Desencadeado pelos ataques de 7 de outubro do Hamas contra Israel, o conflito em Gaza completa um ano em meio a massacre de civis, reféns ainda em poder do Hamas, protestos em Israel e acusações de genocídio na Corte Internacional de Justiça. No entanto, a principal conclusão do conflito até agora é o risco de escalada com o aumento das tensões no Oriente Médio.
Os ataques de 7 de outubro
Em 7 de outubro, Israel foi surpreendido por um ataque terrorista sem precedentes do Hamas. O Grupo de Resistência Islâmica não só conseguiu penetrar na fronteira israelense, que era considerada hermeticamente fechada, como também invadiu, assassinou e sequestrou habitantes dos kibutzim próximos à fronteira. Além disso, o grupo conduziu outro ataque com mísseis contra Israel que conseguiu destruir o Iron Dome, o sistema de defesa antimísseis israelense. Israel registrou 1.200 mortos, o que foi um golpe significativo para o país.
Posteriormente, jornais de todo o mundo anunciaram que a inteligência israelense forneceu ao governo a informação de que os ataques ocorreriam. Outros serviços de inteligência dos Estados Unidos e do Egito também alertaram Israel, conforme noticiaram a CNN e a BBC. No entanto, o primeiro-ministro israelense Benjamin Netanyahu descreveu os relatórios como “absolutamente falsos”.
Muitos relatórios de inteligência são produzidos diariamente com o objetivo de informar os tomadores de decisão e, naturalmente, nem todos são considerados verdadeiros. De acordo com os vazamentos da Inteligência, os planos para o ataque do Hamas foram considerados além da capacidade do grupo, informou o New York Times. Apesar disso, o ataque do Hamas foi considerado um grande fracasso da Inteligência em um primeiro momento. As informações foram fornecidas, embora não esteja claro se foram entregues ao nível mais alto de tomada de decisão.

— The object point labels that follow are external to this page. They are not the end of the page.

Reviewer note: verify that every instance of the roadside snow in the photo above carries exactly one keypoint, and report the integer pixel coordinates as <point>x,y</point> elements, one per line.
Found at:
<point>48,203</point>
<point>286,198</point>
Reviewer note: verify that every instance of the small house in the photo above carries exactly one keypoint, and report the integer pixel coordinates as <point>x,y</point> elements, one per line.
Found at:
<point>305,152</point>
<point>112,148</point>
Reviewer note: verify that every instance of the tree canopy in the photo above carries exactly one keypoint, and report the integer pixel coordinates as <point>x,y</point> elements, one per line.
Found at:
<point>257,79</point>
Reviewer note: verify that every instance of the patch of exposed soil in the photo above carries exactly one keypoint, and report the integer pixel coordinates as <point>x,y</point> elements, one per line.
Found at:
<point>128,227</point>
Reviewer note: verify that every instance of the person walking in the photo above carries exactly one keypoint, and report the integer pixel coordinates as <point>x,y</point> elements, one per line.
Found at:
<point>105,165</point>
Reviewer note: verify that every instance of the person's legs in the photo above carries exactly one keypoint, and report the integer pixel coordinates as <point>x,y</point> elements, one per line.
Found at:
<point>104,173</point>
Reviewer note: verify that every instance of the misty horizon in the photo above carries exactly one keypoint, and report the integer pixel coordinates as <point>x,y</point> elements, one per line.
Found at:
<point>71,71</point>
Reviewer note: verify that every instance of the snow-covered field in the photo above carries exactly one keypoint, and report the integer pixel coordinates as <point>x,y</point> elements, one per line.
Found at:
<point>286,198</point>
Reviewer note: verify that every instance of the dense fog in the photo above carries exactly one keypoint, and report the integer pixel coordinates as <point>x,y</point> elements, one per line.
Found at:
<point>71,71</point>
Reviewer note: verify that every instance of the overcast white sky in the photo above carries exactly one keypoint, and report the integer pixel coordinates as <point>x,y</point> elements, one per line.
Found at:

A retaliação massiva de Israel
Após os ataques, Israel conduziu uma retaliação maciça sobre a Faixa de Gaza, pedindo que os civis se deslocassem constantemente de uma parte do território para outra. No entanto, mesmo com os avisos, o número de mortes de civis nesse conflito é significativamente alto. O número de mortes de palestinos, de acordo com o Ministério da Saúde da Palestina, é superior a 40.000. Além disso, a campanha aérea que Israel está conduzindo sobre Gaza destruiu ou causou danos a edifícios civis e à infraestrutura em geral. Portanto, as pessoas que vivem em Gaza estão sendo deslocadas, além de sofrerem todos os aspectos de uma guerra. Faltam alimentos, água e medicamentos. Em seu recente discurso na Assembleia Geral da ONU, o primeiro-ministro israelense Netanyahu disse que o Hamas rouba alimentos e medicamentos de sua própria população.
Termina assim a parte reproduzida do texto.